Add a Custom Task

This guide explains how to create and integrate your own evaluation task into cz-benchmarks.

Steps to Add a New Task

1. Create a New Task Class

  • Extend the BaseTask class to define your custom task.

  • Create a new Python file in the czbenchmarks/tasks/ directory (or in a subdirectory if the task is modality-specific).

    Example:

    from typing import List, Set
    from czbenchmarks.tasks.base import BaseTask
    from czbenchmarks.datasets import DataType
    from czbenchmarks.metrics.types import MetricResult
    from czbenchmarks.models.types import ModelType
    
    class MyTask(BaseTask):
        def __init__(self, my_param: int = 10):
            self.my_param = my_param
    
        @property
        def display_name(self) -> str:
            return "My Example Task"
    
        @property
        def required_inputs(self) -> Set[DataType]:
            return {DataType.METADATA}
    
        @property
        def required_outputs(self) -> Set[DataType]:
            return {DataType.EMBEDDING}
    
        def _run_task(self, data, model_type: ModelType):
            # Retrieve necessary data
            self.embedding = data.get_output(model_type, DataType.EMBEDDING)
            self.labels = data.get_input(DataType.METADATA)["cell_type"]
            # Implement your task logic here
            # e.g., calculate some predictions or transform embeddings
    
        def _compute_metrics(self) -> List[MetricResult]:
            # Compute and return a list of MetricResult objects
            metric_value = ...  # Replace with actual computation
            return [MetricResult(metric_type="my_metric", value=metric_value)]
    
  • Consult czbenchmarks/tasks/base.py for interface details and best practices.

  • Use display_name to provide a human-readable name for use when displaying your task

  • Use the required_inputs and required_outputs properties to specify the data types your task needs.

    • required_inputs: Data your task consumes (e.g., DataType.METADATA).

    • required_outputs: Data your task produces or depends on (e.g., DataType.EMBEDDING).

  • Use data.get_input() and data.get_output() to retrieve the necessary inputs and outputs.

  • Implement the _run_task method to define the core logic of your task.

  • Use the _compute_metrics method to calculate and return metrics as a list of MetricResult objects.
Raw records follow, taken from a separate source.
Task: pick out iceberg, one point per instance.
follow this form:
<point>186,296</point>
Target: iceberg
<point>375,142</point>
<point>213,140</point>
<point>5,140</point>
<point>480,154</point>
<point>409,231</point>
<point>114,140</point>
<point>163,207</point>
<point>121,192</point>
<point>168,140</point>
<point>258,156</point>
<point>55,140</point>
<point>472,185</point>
If your task requires a Metric that is not already supported by cz-benchmarks, refer to Adding a New Metric.

5. Register the Task

  • In the src.czbenchmarks.tasks.utils.TASK_NAMES array, add a new value for your task.

Best Practices

  • Single Responsibility: Ensure your task has a clear and focused purpose.

  • Error Handling: Include robust error handling and logging.

  • Code Quality: Use type hints and follow the project’s coding style.

  • Testing: Write unit tests to validate your task’s functionality.